One thing I’m glad we settled: any ideas I had about my presence annoying John are pure moonshine. He’s pleased to have a comrade out here, and the fact that he’s doing me a big favor really makes him feel swell. (It’s up to me not to disappoint his generosity.) And if any further proof were needed, he’s started a new story this morning (said he’s been mulling it in his mind the past couple of days—hence his restlessness) and is typing away at it like sixty!
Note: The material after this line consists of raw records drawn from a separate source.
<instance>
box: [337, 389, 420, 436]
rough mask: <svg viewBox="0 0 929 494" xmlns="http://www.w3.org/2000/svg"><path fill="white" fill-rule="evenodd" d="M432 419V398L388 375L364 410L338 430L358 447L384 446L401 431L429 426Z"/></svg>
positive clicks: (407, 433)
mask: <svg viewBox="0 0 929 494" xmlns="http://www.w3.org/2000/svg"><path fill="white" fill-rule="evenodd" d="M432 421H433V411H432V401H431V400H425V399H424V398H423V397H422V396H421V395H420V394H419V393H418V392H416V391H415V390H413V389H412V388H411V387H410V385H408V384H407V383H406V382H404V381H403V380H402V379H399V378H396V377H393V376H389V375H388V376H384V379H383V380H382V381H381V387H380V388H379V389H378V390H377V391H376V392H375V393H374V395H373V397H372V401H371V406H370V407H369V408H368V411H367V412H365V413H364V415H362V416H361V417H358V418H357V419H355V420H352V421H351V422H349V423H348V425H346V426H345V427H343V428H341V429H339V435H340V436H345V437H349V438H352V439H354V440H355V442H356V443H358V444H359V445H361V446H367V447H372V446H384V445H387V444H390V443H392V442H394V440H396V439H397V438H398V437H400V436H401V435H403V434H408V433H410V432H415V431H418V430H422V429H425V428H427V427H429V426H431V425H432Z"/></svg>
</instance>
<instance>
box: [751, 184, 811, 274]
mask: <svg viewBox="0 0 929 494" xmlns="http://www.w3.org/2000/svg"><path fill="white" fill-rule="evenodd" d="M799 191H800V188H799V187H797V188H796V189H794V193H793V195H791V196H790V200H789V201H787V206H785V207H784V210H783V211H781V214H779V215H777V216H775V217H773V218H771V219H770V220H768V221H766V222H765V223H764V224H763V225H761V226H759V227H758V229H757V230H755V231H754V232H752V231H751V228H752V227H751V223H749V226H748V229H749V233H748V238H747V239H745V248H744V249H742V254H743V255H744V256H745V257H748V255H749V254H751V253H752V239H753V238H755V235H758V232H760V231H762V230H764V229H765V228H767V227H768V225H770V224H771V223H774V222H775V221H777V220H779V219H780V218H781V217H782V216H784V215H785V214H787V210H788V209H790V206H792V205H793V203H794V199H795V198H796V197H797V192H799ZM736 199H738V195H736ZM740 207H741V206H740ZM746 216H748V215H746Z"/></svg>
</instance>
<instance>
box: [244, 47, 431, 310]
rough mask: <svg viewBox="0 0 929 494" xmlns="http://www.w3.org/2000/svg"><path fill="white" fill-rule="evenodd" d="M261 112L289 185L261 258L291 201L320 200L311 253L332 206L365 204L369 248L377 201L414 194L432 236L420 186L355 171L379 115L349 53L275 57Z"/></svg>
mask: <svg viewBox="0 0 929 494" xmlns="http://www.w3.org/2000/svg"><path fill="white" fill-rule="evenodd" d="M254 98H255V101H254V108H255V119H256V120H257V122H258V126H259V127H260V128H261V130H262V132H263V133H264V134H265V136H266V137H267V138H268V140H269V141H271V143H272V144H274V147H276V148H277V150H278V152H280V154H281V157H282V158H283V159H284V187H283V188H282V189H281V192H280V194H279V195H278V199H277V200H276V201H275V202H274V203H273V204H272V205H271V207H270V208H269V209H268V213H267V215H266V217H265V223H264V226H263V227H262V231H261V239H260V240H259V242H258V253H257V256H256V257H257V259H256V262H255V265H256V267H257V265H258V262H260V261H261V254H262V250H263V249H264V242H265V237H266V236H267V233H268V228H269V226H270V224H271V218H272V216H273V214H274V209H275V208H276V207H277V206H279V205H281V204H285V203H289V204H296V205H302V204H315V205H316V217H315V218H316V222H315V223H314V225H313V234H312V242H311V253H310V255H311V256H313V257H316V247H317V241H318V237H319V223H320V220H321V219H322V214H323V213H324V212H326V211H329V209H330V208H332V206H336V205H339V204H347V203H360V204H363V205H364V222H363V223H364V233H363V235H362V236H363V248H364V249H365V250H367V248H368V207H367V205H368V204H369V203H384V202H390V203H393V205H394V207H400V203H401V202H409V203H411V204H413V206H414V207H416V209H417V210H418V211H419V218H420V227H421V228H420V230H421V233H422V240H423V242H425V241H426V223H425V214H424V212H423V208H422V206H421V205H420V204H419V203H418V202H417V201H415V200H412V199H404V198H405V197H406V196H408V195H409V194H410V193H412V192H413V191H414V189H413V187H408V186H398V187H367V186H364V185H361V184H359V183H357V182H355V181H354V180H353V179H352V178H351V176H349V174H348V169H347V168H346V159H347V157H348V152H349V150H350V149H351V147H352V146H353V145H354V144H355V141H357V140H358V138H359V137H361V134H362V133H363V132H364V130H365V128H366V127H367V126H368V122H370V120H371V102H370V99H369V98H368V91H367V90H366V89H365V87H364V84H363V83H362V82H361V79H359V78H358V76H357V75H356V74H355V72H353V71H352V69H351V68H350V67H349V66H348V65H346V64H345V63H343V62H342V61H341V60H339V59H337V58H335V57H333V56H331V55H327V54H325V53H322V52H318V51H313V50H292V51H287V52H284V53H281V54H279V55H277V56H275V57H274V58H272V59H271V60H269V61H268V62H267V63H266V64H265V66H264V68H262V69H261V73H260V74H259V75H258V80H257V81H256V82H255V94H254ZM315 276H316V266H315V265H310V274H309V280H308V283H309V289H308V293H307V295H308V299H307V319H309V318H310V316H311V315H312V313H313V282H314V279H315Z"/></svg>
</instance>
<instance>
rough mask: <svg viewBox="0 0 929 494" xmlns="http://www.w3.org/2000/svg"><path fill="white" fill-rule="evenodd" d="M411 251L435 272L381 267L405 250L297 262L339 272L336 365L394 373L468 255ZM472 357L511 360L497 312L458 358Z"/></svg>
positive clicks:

I feel very normal and down-to-earth this morning. I realize now that during the past few days I have been extraordinarily keyed up, both mentally and imaginatively. It’s rather a relief to get over a mental binge like that (with the aid of physical binge!) but also faintly depressing—a strange bloom rubbed off things. I find my mind turning to practical matters, such as where am I going to sell my stories and how am I going to earn a living writing when my small savings give out? John and I talked about it for quite a while.
Well, I suppose I should be getting to my writing, though for once I’d rather knock around in the snow with John. The weather’s moderated.
Jan. 13—evening: Got to face it—my writing has bogged down completely. It’s not just the snag—I can’t write anything on the story. I’ve torn up so damn many half pages! Not a single word rings true, or even feels true while I’m writing it—it’s all fakey. My monsters are miserable puppets or papier-mâch and moth-eaten black fur.